Previously, studies demonstrated that a fixed-dose combination of atomoxetine, a noradrenergic agent, and oxybutynin, an antimuscarinic compound, reduced the frequency of obstructive events and improved genioglossus responsiveness to negative pressure swings during a single night of treatment, the researchers wrote. Prior research also demonstrated that reboxetine, a noradrenergic agent, plus the antimuscarinic hyoscine butylbromide improved severity of OSA after a single night of treatment, they wrote.
“Given that the putative mechanism of action of this combination is the stimulation of the hypoglossal motor pool in the brainstem, we considered that a combination of reboxetine plus oxybutynin might have greater therapeutic potential than reboxetine plus hyoscine, as oxybutynin can reach a higher concentration in the brainstem parenchyma,” Elisa Perger, MD, with the Sleep Disorders Center of San Luca Hospital and the IRCCS Institute of Auxologico Italiano, Milan, and colleagues wrote. “Because these processes have been identified only recently, no attempts to stimulate the pharyngeal muscles with these drugs for longer than a single night have yet been made.”
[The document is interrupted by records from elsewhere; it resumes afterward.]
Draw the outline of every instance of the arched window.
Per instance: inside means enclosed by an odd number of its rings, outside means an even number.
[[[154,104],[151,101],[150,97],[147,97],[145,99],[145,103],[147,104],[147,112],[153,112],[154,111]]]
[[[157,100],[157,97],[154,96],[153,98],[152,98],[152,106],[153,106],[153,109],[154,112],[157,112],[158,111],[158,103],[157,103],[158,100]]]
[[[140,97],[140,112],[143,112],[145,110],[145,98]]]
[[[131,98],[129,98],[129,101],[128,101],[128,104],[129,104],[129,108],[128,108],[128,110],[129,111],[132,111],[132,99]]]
The randomized, placebo-controlled, double-blind, crossover trial included 16 patients with OSA (median age, 57 years; 87.5% men) and a BMI of 30 kg/m2. Patients were randomly assigned to receive reboxetine 4 mg plus oxybutynin 5 mg (n = 8) or placebo (n = 8) first. In the second arm of the study, patients were again randomly assigned to reboxetine 4 mg plus oxybutynin 5 mg (n = 9) or placebo (n = 7) after a 7- to 10-day washout period.
All patients underwent polysomnograms after 7 nights of treatment with reboxetine plus oxybutynin and placebo to compare apnea-hypopnea index.
The primary outcome was apnea-hypopnea index at the end of the treatment period. Secondary outcomes included the Epworth Sleepiness Scale score and psychomotor vigilance test values.
The median reduction in apnea-hypopnea index during reboxetine plus oxybutynin treatment was 59% (49 vs. 18 events per hour) compared with a 6% reduction during placebo treatment (P < .001).
Treatment response rates with reboxetine plus oxybutynin were higher compared with placebo (81% vs. 13%; P < .001).
Treatment did not significantly lower Epworth Sleepiness Scale scores. Psychomotor vigilance test values decreased from a median reaction time of 250 milliseconds to 223 milliseconds with reboxetine plus oxybutynin compared with 264 milliseconds with placebo (P < .001).
In addition, researchers noted an acute and sustained oxygen improvement in desaturation index on home oximetry during reboxetine plus oxybutynin treatment compared with placebo.
“These results provide strong pilot data for the design of larger and longer studies testing these drugs as a pharmacologic therapy for patients with OSA,” the researchers wrote.